Exiles
Translated by Edmund Keeley & Philip Sherrard
It goes on being Alexandria still. Just walk a bit
along the straight road that ends at the Hippodrome
and you'll see palaces and monuments that will amaze you.
Whatever war damage it's suffered,
however much smaller it's become,
it's still a wonderful city.
And then, what with excursions and books
and various kinds of study, time does go by.
In the evenings we meet on the seafront,
the five of us (all, naturally, under fictitious names)
and some of the few other Greeks
still left in the city.
Sometimes we discuss church affairs
(the people here seem to lean toward Rome)
and sometimes literature.
The other day we read some lines by Nonnos:
what imagery, what rhythm, what diction and harmony!
All enthusiasm, how we admired the Panopolitan.
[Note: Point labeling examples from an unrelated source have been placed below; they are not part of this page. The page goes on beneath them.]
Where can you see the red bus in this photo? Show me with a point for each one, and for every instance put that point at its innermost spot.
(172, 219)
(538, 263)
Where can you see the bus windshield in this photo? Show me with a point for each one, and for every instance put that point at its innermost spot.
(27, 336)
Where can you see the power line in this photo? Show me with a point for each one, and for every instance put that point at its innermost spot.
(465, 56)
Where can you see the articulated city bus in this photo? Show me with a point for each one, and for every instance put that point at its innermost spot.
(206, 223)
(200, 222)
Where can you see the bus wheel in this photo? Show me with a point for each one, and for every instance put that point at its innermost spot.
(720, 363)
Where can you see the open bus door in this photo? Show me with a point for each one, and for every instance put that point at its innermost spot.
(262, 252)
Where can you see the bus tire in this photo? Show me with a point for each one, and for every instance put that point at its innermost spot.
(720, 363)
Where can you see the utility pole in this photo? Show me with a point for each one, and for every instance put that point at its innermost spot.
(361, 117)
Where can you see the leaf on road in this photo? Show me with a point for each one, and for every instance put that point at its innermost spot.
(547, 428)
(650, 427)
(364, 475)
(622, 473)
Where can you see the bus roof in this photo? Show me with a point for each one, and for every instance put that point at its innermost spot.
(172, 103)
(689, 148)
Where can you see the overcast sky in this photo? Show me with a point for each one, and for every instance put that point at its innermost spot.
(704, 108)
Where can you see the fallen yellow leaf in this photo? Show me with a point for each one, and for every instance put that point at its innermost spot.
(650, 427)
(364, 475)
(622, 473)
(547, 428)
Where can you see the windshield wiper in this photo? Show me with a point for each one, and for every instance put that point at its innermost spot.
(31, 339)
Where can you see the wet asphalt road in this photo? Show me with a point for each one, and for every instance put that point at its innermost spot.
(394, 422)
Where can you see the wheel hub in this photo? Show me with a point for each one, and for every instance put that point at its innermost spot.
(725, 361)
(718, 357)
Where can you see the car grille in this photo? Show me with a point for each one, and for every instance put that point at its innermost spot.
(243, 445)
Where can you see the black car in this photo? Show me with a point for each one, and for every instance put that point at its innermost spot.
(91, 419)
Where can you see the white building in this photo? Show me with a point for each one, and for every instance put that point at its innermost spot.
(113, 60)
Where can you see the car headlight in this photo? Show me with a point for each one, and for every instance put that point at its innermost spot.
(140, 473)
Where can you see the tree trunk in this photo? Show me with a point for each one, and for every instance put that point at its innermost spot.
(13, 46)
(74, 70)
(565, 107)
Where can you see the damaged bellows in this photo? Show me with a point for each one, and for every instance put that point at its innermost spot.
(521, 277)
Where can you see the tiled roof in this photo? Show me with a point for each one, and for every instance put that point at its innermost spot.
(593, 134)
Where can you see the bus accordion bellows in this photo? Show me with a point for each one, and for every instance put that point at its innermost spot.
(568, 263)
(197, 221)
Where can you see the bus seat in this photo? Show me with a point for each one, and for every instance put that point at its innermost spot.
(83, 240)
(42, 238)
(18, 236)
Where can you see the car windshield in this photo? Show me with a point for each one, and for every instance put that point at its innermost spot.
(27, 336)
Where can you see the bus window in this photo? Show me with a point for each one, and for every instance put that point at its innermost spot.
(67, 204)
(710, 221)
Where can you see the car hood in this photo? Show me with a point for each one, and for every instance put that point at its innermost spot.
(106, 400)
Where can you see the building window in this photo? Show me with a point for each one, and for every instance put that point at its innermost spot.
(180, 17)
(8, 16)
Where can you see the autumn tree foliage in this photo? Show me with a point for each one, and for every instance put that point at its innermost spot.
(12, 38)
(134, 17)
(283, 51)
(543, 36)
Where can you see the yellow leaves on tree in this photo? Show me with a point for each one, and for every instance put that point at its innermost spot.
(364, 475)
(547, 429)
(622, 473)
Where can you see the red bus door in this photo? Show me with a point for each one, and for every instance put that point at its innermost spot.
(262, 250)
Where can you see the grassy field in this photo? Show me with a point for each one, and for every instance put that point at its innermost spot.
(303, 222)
So the days go by, and our stay here
isn't unpleasant because, naturally,
it's not going to last forever.
We've had good news: if something doesn't come
of what's now afoot in Smyrna,
then in April our friends are sure to move from Epiros,
so one way or another, our plans are definitely working out,
and we'll easily overthrow Basil.
And when we do, at last our turn will come.
Notes:
Written October 1914.
The anonymous exiles of the poem cannot be identified precisely,
yet their situation falls within what Cavafy called "historical
possibility." The scene is set in Alexandria, obviously after its
conquest by the Arabs (641) and probably shortly after the
murder of the Byzantine Emperor Michael III by his coemperor
Basil I (867-886), founder of the Macedonian dynasty.
The mention of Christians who "seem to lean toward Rome"
further points to the period of the Photian schism (867-870),
when its initiator, the Patriarch of Constantinople. Photios, had
been deposed by the emperor and most of his friends had been
driven into exile. The "Panopolitan" of line 17 is of course the
Egyptian-Greek poet Nonnus (5th c. A.D.?) mentioned in line 15.